Ev zencisi efendisine yakın yaşayan zencidir, efendisi gibi giyinir. Efendisinin evinde ya çatıda ya da bodrumda yaşar. Efendisi kendini nasıl tanımlıyorsa o da kendisini öyle tanımlar.
İslam beldelerindeki yöneticilerin, gücü eline geçirdiği zaman yaptığı ilk icraatlardan biri, “kılık kıyafet devrimi”dir. “Çağdaş giyime uygun” denilerek efendileri nasıl giyiniyorsa öyle giyinmek zorunluluğunu getirir. Hatta bu öyle bir boyuta varır ki buna uygun hareket etmeyenleri darağaçlarında asar, okullara girişini yasaklar.

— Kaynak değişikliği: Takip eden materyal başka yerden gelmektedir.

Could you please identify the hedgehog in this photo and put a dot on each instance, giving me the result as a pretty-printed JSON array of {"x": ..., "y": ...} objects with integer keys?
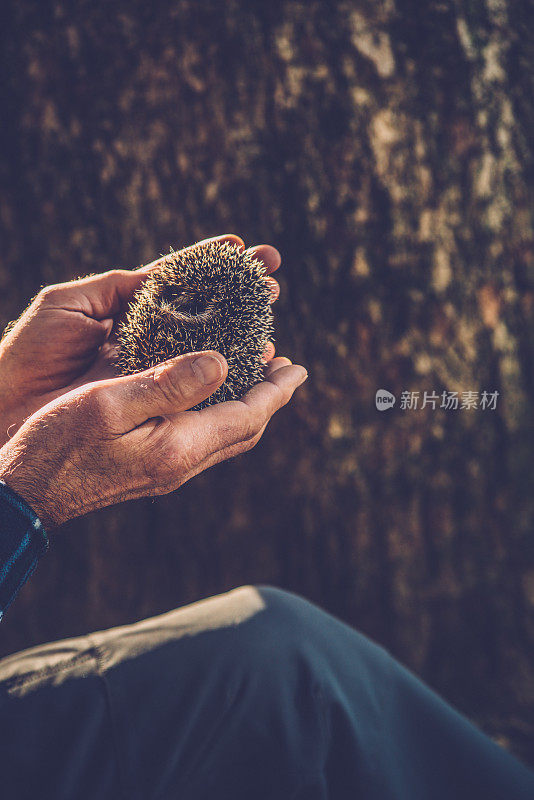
[{"x": 212, "y": 296}]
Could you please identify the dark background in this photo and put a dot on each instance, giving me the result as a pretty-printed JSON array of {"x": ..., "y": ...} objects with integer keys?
[{"x": 386, "y": 148}]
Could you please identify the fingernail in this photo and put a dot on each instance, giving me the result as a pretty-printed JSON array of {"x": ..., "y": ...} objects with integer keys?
[{"x": 208, "y": 369}]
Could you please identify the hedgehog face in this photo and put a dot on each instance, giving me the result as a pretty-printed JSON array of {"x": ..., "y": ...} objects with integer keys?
[{"x": 209, "y": 297}]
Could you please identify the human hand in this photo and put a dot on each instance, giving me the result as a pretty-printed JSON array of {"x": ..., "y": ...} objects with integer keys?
[
  {"x": 67, "y": 337},
  {"x": 133, "y": 436}
]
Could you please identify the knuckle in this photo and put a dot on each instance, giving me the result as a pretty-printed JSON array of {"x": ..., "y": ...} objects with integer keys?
[
  {"x": 49, "y": 292},
  {"x": 168, "y": 386}
]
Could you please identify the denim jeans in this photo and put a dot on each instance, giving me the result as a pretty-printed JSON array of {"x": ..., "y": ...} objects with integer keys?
[{"x": 253, "y": 694}]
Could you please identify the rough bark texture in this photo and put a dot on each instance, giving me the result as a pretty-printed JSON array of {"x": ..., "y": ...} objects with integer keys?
[{"x": 386, "y": 148}]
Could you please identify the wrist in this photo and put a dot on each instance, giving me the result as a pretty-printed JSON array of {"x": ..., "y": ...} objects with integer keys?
[{"x": 30, "y": 486}]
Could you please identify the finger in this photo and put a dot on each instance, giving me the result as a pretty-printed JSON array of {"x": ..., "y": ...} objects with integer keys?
[
  {"x": 268, "y": 255},
  {"x": 226, "y": 237},
  {"x": 220, "y": 426},
  {"x": 98, "y": 296},
  {"x": 162, "y": 391},
  {"x": 276, "y": 363}
]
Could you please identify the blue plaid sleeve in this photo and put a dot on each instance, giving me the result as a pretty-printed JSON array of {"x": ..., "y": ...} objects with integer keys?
[{"x": 23, "y": 541}]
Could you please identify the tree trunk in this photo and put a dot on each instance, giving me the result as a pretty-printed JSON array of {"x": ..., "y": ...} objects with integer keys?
[{"x": 386, "y": 148}]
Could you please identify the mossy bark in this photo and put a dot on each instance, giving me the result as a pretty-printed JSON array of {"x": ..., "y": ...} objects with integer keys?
[{"x": 386, "y": 148}]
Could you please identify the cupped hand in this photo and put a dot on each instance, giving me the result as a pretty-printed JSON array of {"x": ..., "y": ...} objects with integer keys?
[
  {"x": 66, "y": 337},
  {"x": 133, "y": 436}
]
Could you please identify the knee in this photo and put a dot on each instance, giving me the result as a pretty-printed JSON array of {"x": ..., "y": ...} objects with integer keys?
[{"x": 289, "y": 633}]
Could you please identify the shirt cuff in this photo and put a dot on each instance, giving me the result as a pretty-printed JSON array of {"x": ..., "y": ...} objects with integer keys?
[{"x": 23, "y": 541}]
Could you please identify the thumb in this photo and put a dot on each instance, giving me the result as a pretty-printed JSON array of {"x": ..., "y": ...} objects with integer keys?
[{"x": 176, "y": 385}]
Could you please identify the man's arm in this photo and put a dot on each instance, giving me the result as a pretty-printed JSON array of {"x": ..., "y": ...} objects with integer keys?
[{"x": 76, "y": 438}]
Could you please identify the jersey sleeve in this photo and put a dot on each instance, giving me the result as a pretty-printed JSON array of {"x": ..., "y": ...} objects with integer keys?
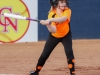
[
  {"x": 50, "y": 16},
  {"x": 67, "y": 13}
]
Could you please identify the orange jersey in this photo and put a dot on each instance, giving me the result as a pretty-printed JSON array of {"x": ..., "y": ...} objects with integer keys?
[{"x": 62, "y": 28}]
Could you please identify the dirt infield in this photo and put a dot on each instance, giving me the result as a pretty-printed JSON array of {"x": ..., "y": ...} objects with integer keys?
[{"x": 20, "y": 58}]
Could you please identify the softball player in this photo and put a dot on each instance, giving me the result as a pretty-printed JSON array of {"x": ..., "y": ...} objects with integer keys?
[{"x": 58, "y": 23}]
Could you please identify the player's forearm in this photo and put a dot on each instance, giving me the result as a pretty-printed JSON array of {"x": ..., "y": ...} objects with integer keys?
[
  {"x": 52, "y": 29},
  {"x": 60, "y": 19}
]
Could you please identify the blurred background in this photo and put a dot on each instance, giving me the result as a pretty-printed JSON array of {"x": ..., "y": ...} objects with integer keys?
[{"x": 85, "y": 19}]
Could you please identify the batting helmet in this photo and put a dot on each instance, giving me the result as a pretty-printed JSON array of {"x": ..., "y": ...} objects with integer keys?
[{"x": 55, "y": 2}]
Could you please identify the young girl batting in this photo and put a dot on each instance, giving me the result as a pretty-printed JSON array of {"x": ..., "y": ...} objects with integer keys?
[{"x": 58, "y": 23}]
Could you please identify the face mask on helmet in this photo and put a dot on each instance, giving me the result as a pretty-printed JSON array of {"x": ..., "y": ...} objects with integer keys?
[{"x": 55, "y": 2}]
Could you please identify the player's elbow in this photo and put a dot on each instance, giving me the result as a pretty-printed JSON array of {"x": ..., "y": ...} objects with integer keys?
[{"x": 53, "y": 30}]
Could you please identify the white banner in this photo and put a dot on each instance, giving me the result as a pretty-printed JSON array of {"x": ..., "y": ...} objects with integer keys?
[{"x": 13, "y": 30}]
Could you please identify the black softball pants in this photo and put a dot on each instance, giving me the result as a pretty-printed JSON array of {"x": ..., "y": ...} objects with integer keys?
[{"x": 51, "y": 44}]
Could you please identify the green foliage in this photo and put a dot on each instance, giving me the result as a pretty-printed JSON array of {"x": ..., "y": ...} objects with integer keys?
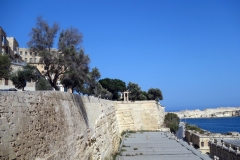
[
  {"x": 68, "y": 63},
  {"x": 114, "y": 86},
  {"x": 155, "y": 94},
  {"x": 43, "y": 84},
  {"x": 5, "y": 66},
  {"x": 21, "y": 77},
  {"x": 135, "y": 91},
  {"x": 171, "y": 120}
]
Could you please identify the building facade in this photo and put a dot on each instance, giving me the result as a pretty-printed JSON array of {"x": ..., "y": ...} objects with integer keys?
[
  {"x": 34, "y": 59},
  {"x": 9, "y": 46},
  {"x": 200, "y": 140}
]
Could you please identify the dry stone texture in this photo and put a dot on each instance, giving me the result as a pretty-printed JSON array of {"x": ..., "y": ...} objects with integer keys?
[{"x": 56, "y": 125}]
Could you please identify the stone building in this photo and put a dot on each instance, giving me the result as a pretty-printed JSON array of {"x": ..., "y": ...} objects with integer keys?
[
  {"x": 200, "y": 140},
  {"x": 34, "y": 59},
  {"x": 225, "y": 148},
  {"x": 10, "y": 47}
]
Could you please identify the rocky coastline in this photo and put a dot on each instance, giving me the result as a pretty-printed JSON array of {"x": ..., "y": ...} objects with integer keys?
[{"x": 209, "y": 113}]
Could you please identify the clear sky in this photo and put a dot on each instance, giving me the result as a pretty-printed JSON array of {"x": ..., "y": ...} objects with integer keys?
[{"x": 190, "y": 49}]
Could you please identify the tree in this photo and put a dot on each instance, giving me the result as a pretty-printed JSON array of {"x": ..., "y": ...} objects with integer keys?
[
  {"x": 135, "y": 91},
  {"x": 155, "y": 94},
  {"x": 114, "y": 86},
  {"x": 21, "y": 77},
  {"x": 91, "y": 85},
  {"x": 143, "y": 95},
  {"x": 63, "y": 62},
  {"x": 5, "y": 66},
  {"x": 43, "y": 84},
  {"x": 77, "y": 73},
  {"x": 172, "y": 120}
]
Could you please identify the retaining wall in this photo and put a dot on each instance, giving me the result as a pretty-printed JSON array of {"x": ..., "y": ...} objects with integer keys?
[{"x": 56, "y": 125}]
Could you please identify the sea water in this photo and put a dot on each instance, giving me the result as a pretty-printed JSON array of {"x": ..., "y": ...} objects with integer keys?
[{"x": 216, "y": 125}]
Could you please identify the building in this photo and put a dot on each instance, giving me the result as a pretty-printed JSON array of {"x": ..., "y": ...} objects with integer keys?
[
  {"x": 33, "y": 58},
  {"x": 10, "y": 46},
  {"x": 200, "y": 140},
  {"x": 225, "y": 148}
]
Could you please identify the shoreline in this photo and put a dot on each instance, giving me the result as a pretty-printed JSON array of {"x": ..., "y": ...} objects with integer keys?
[{"x": 208, "y": 117}]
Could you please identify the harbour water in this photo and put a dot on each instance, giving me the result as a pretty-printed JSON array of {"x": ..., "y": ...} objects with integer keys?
[{"x": 216, "y": 125}]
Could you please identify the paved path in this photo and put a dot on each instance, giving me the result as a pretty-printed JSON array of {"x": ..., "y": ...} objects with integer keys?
[{"x": 157, "y": 145}]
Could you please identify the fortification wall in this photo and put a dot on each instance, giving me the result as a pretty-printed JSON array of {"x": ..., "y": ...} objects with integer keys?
[
  {"x": 211, "y": 112},
  {"x": 55, "y": 125},
  {"x": 139, "y": 115}
]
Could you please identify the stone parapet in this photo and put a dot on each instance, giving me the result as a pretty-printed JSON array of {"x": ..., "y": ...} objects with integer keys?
[{"x": 48, "y": 125}]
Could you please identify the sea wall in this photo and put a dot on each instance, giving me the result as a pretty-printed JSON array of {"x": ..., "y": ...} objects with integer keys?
[
  {"x": 139, "y": 115},
  {"x": 211, "y": 112},
  {"x": 56, "y": 125}
]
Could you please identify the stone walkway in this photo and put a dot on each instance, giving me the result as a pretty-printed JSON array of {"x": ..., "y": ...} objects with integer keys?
[{"x": 155, "y": 146}]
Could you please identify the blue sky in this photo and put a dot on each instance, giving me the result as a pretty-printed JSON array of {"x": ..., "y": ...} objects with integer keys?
[{"x": 190, "y": 49}]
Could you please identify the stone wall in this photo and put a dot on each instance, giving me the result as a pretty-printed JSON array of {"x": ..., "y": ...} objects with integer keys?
[
  {"x": 48, "y": 125},
  {"x": 56, "y": 125},
  {"x": 211, "y": 112},
  {"x": 139, "y": 115}
]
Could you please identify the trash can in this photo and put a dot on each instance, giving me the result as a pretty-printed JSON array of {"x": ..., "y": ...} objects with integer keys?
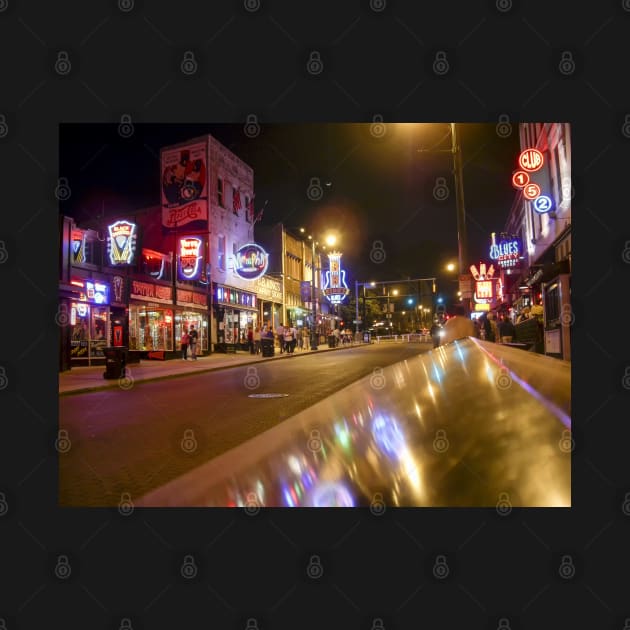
[
  {"x": 115, "y": 361},
  {"x": 266, "y": 347}
]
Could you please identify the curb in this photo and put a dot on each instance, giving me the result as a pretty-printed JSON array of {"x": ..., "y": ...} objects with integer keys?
[{"x": 113, "y": 383}]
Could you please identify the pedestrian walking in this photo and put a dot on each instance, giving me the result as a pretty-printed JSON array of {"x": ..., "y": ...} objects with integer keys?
[
  {"x": 257, "y": 338},
  {"x": 506, "y": 329},
  {"x": 250, "y": 340},
  {"x": 184, "y": 344},
  {"x": 494, "y": 331},
  {"x": 289, "y": 339},
  {"x": 192, "y": 342},
  {"x": 459, "y": 326},
  {"x": 280, "y": 335},
  {"x": 436, "y": 329}
]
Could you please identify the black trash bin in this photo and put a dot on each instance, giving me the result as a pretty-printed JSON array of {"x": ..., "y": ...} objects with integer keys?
[
  {"x": 266, "y": 347},
  {"x": 115, "y": 362}
]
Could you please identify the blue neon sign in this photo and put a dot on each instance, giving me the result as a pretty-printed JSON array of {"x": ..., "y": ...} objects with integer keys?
[{"x": 542, "y": 204}]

Efendisi “güzel yiyeceklerimiz var” dediğinde o da “evet güzel yiyeceklerimiz var” der. Kendisini efendisi ile o kadar özdeşleştirmişti ki efendisi hastalandığında “sorun ne patron, hasta mıyız?” diye sorardı. Efendisinin hasta olması kendisinin hasta olmasından daha fazla canını yakardı. Efendisinin ağrısı onun ağrısıydı. Efendisi “güzel bir evimiz var” dediğinde “evet güzel bir evimiz var” derdi, ev zencisi.
Sanırım yukarıdaki alıntıyı okuduğunuzda aklınıza gelen ilk şey siyasilerin seçimlerin ardından söyledikleri meşhur replik olmuştur: “Demokrasimiz kazandı!” Tipik, ev zencisi refleksi gibi; Demokrasi, Batı menşeilidir ama yöneticiler onu içselleştirmiş ve kendilerinden bir parça kılmıştır.
Velhasıl, İslam beldelerindeki yöneticiler kendi varlıklarını sömürgeci devletlerin varlığına bağlı kılmışlardır. Onlara karşı oluşu, kendi varlıklarına karşı bir tehdit olarak kabul ederler. İslam’ın hayata tatbik edilmesi anlamına gelen Hilâfet’in doğuşu, dünyadaki küresel egemen sistemin yok oluşu anlamına geldiği halde ev kölesi/yöneticiler -kendisini efendisi ile o kadar özdeşleştirmiştir ki- bunu, kendi yok oluşu olarak görür. Ancak tarih bize göstermiştir ki hiçbir köle, efendisinin yıkılışını engelleyemez! Kuşkusuz kapitalist sömürü düzeni yok olacaktır! Bu kimsenin önüne geçemeyeceği bir hakikattir. Ne demişler: “Hiçbir ordu, hiçbir güç, zamanı gelmiş fikrin önüne geçemez!”